I have an Acer Aspire V5-122P laptop with the following Specs : Model ,AMD A6-1450 APU, with a Radeon HD 8250 graphics card , a 1.0GHz CPU and 4GB of RAM . 
I use the laptop for gaming mainly and I have no problem playing games like Tomb Raider (2013) , DOOM 3 and the like . However they run best on the lowest quality settings and I feel that my processor will not be able to keep up with most new games , they will either look terrible or run badly, so is there any way to upgrade my cpu ? 
My cpu socket is FT3 (BGA 769) and I have read that they are soldered to the motherboard .
Can installation of a new cpu chip be done and what ones would best match my socket as I have had a hard time finding any ?
I have also checked out system requirements lab and I always pass everything apart from the cpu speed check .


----------



## joeten (Dec 4, 2008)

*Re: Any way to upgrade laptop with soldered processor?*

There is nothing on the Acer site to indicate a CPU upgrade being possible so from that I would say no you can't do it.


----------



## Panther063 (Jul 13, 2009)

*Re: Any way to upgrade laptop with soldered processor?*



IrishWolfHound said:


> My cpu socket is FT3 (BGA 769) and I have read that they are soldered to the motherboard .
> Can installation of a new cpu chip be done.

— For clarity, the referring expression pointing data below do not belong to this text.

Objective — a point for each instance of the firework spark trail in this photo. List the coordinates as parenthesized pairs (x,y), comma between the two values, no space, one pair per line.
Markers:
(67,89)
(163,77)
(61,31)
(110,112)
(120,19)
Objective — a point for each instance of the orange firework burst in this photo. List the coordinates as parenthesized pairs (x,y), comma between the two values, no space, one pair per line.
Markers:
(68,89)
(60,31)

Yes they are "soldered" to the board, as indicated by the nomenclature BGA (Ball Grid Array).
No another chip cannot be installed.
Your best bet would be to find a motherboard from the same series Laptop with a faster processor and install that.


----------



## MPR (Aug 28, 2010)

*Re: Any way to upgrade laptop with soldered processor?*

BGA chips can be replaced but it takes specialized equipment, knowledge and skill to do so. I, personally, have never replaced a BGA chip because when I obtained my electronics degree in the 90s this type of soldering wasn't often done. Also, even if another processor of the same wattage and socket can be found, a laptop manufacturer may not have a supporting BIOS for it. Finally, you won't know if your remount is successful until you run a series of tests. There are companies who could do this but the cost would probably exceed that of a new motherboard.

Here is the remount process -- it's an interesting video. Note that they didn't show it in real time but positioning the solder balls probably took hours of painstaking work under a dissecting microscope, which would be the case for any chip unless you had a specific template.

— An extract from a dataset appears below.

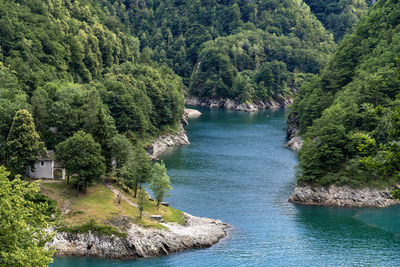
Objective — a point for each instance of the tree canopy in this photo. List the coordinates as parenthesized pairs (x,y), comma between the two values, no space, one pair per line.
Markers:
(23,223)
(348,114)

PS4 Soldering GPU CPU Reballing BGA APU Reflow BLoD Fix - YouTube


----------



## xboxhaxorz (Oct 25, 2010)

You would need to get a full IR rework machine such as this Full IR BGA Rework Machine | USA Made BGA Rework Station and get flux and a jig as well as the upgraded cpu to remount it

You could also try contacting a BGA repair company and ask them if they perform cpu upgrades


----------